Perceptrons—and neural networks generally—are an extremely controversial technique, especially with game AI programmers. On one hand, MLPs solve specific problems extremely well and surprisingly efficiently. On the other hand, there are undeniable problems that hamper perceptrons during game development, which partly explains why they aren't applied more often in games.
Perceptrons have a consequential mathematical foundation. Recent techniques (such as RProp) prove very robust at finding solutions when there is one. For well-defined problems, perceptrons will often surface as one of the best choices. On the other hand, if something goes wrong, we know it's a problem with some of the parameters—or even the design.
Another advantage of perceptrons is the wide variety of training algorithms available. These enable us to exploit MLP in many different settings, under various constraints; this provides amazing flexibility. As such, it's the actual nature of perceptrons that come into consideration when choosing whether to apply MLP.
Finally, MLPs work natively with continuous values. They can also deal with noise extremely well, and take various different data types on the inputs and outputs.
Neural networks are not very expressive when it comes to their knowledge; we can print out the values of the weights, but they'll mean nothing unless we spend hours analyzing the results. This also implies that perceptrons depend fully on the algorithms that are used to create them. We can't manually modify the weights without understanding what they mean!
Once learned, the representation of MLP is fixed. This means that updating it will either involve starting again or retraining it. When retrained, there's no guarantee that it'll conserve the knowledge it learned previously. This means that all efforts done to test and debug the perceptrons will have to be duplicated.

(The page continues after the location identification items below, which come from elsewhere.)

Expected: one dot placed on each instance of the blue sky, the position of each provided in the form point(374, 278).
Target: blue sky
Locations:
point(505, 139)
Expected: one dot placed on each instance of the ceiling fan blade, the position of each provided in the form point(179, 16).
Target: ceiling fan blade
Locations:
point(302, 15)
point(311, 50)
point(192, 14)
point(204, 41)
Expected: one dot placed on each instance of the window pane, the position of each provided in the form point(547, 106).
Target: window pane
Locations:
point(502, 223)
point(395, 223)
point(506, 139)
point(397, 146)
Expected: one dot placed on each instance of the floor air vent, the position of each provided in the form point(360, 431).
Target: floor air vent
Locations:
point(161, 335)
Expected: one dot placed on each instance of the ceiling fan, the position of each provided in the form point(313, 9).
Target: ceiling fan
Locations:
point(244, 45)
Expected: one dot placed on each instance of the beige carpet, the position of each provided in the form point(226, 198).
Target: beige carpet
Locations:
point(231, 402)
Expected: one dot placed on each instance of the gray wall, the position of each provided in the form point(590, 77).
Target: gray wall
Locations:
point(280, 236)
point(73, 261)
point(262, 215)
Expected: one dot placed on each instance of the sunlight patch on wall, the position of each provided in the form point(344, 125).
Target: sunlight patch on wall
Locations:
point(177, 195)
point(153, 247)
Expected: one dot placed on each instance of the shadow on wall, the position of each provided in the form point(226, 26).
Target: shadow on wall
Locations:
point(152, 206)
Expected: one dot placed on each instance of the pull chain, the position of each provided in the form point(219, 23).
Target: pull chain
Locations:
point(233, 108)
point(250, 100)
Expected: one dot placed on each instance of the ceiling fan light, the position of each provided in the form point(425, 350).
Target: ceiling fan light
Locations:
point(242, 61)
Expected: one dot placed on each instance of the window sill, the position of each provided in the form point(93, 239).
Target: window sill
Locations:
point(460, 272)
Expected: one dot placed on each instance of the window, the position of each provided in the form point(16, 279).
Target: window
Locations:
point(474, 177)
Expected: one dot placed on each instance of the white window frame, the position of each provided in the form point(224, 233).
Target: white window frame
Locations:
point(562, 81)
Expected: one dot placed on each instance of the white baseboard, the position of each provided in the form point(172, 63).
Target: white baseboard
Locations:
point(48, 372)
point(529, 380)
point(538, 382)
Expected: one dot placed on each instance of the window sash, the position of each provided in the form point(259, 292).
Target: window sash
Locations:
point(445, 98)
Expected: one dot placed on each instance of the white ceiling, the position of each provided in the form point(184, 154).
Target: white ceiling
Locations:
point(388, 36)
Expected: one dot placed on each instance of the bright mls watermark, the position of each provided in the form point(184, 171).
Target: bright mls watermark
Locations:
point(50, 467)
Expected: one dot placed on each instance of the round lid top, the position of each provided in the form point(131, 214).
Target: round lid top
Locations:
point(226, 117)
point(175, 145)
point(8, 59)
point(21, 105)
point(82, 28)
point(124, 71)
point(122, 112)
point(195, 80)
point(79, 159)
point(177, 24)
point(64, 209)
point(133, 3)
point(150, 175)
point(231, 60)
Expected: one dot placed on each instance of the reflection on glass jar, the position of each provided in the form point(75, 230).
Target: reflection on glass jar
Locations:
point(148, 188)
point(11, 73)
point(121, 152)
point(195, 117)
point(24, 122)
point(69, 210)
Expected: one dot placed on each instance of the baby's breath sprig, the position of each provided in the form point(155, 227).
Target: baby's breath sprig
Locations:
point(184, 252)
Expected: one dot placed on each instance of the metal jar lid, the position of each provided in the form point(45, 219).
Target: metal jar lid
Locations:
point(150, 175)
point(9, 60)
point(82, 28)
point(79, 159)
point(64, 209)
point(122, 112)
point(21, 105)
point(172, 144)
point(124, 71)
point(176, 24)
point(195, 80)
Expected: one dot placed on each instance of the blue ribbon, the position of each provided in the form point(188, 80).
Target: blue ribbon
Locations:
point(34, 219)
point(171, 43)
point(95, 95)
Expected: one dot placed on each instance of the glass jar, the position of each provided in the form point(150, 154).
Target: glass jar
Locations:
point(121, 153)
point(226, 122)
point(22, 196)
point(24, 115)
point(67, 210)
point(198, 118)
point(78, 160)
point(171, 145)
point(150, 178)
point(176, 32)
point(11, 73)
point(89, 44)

There is a lot of experimentation involved in developing a successful MLP. The number of processing units and even the layer count are both parameters that require exploration. The design of the inputs and outputs also needs special care, because they have an incredible impact on the problem. In addition, MLPs often require scaffolding: pre- and postprocessing to expose the true nature of the problem (which neural networks often cannot understand alone).
Finally, MLPs have real problems with scalability. It's quite difficult for them to cope with complex decision surfaces, or those of high dimensionality. (Memory and computation grow exponentially.)